In one really surprising instance, the American script gets a bigger laugh than its British forebear. The End features a line where Rimmer, when trying to describe the feeling of death to Lister, says it’s “like being on holiday with a group of Germans.” In the U.S. version, this line is changed to “It’s like being at an Amish bachelor party.” But we can’t let it get away with a completely glowing review. There are some problems as well, including a horrible $50-Casio-portable-keyboard-demo theme song and an only marginally more listenable score by Todd Rundgren (I hope this just means he was paid a pittance to do this, we know he can do better than that!). Cat and Rimmer are given little time to develop their characters, which is not a good omen since the original Red Dwarf’s main point of character study was the constant banter between Lister and Rimmer. Also, some bits of the script – you know it had to happen – ended up getting “Americanized” so the audience could keep up with it (time and time again, how often do we have to tell U.S. TV producers that we can keep up with the British version just fine, otherwise how’d the show get such a following?!), including one line from Lister that after 3,000,000 years, his baseball cards will be worth a fortune. Also jettisoned from the script was the idea of Lister being God to the Cat’s ancestors – it was barely even paid mention in this incarnation.
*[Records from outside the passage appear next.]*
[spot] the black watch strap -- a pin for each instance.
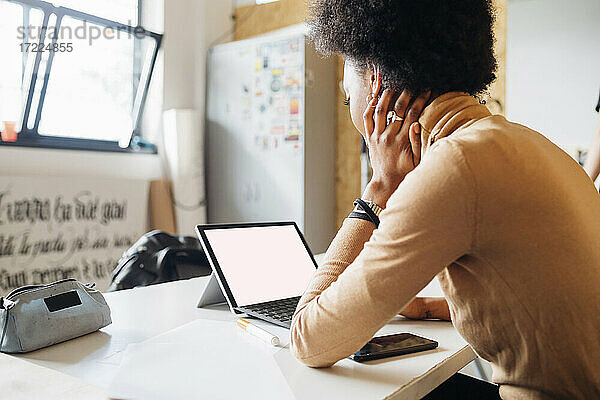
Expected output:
(368, 212)
(359, 215)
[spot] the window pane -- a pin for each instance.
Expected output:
(92, 89)
(123, 11)
(11, 77)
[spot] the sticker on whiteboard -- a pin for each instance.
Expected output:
(294, 106)
(277, 130)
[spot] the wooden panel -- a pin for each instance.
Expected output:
(253, 20)
(496, 99)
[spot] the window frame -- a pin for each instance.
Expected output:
(31, 137)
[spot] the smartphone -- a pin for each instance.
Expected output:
(393, 345)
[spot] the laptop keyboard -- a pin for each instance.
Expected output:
(279, 312)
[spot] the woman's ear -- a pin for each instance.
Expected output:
(374, 80)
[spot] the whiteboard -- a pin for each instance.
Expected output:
(255, 130)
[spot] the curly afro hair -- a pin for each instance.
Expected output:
(418, 45)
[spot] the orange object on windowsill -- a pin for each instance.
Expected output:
(9, 134)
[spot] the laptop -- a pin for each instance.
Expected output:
(262, 269)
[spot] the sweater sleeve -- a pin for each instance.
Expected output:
(429, 223)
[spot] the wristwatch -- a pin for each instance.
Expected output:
(367, 210)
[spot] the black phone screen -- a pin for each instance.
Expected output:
(393, 345)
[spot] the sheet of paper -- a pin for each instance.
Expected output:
(181, 364)
(22, 380)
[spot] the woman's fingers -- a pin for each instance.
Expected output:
(415, 142)
(381, 111)
(402, 103)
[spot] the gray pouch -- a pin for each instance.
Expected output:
(32, 317)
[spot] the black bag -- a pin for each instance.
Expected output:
(158, 257)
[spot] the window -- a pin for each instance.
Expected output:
(72, 79)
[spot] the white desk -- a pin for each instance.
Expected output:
(144, 313)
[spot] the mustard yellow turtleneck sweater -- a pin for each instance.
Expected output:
(509, 223)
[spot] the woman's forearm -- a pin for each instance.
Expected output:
(342, 251)
(427, 308)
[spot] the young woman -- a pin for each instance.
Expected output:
(592, 163)
(508, 222)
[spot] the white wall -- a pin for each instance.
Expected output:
(553, 68)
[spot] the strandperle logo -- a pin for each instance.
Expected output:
(83, 31)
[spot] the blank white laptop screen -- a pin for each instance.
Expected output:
(262, 263)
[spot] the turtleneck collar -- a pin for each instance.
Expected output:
(448, 113)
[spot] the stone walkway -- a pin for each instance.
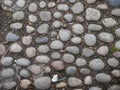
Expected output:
(59, 45)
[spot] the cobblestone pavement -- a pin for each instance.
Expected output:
(59, 45)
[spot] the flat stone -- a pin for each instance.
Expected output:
(42, 59)
(72, 49)
(103, 78)
(77, 28)
(16, 26)
(33, 7)
(77, 8)
(11, 37)
(116, 12)
(41, 40)
(15, 48)
(23, 62)
(92, 14)
(7, 73)
(19, 15)
(90, 39)
(65, 35)
(57, 44)
(63, 7)
(113, 62)
(42, 83)
(58, 65)
(109, 22)
(87, 52)
(96, 64)
(6, 61)
(68, 58)
(74, 82)
(106, 37)
(43, 29)
(94, 27)
(45, 15)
Interestingly enough, a “Captain Tau” character appears in the “real” Red Dwarf’s sixth series episode Psirens – albeit in a far more brief appearance than the completely unrelated character in this story – just in case anyone wants to keep track of these weird little coincidences. Oh, and the American producers ripped off the far-too-speedy-Star Wars– style-scrolling-introduction gag from Backwards, too. It went something like this:
RED DWARF – The story so far…by the latter half of the twenty-second century, huge space cruisers powered by hydrogen ram-jet drives had colonized the outer fringes of our solar system. Human kind was poised to explore the dark mysteries of deep space. We wish we could have told you stories about these brave men and women, but we couldn’t afford it. Instead, what you’re getting is this. This is the story of a beat-up old mining ship which ambles between Earth and the moons of Saturn, transporting raw materials. Is it just me, or does this sound really tedious? No one’s going to like this. A show about people who move rocks from planet to planet? Intergalactic rock movers? Who are we kidding? I didn’t even want to be a writer. Do you realize how hard it is to type this fast? My fingers are bleeding. Uh oh. Looks like we’re slowing back down. I’d better start making sense again, so all the cheapos who don’t have a VCR with freeze-frame will think they really missed out on something important. Ahem……which you really need to know to understand this story.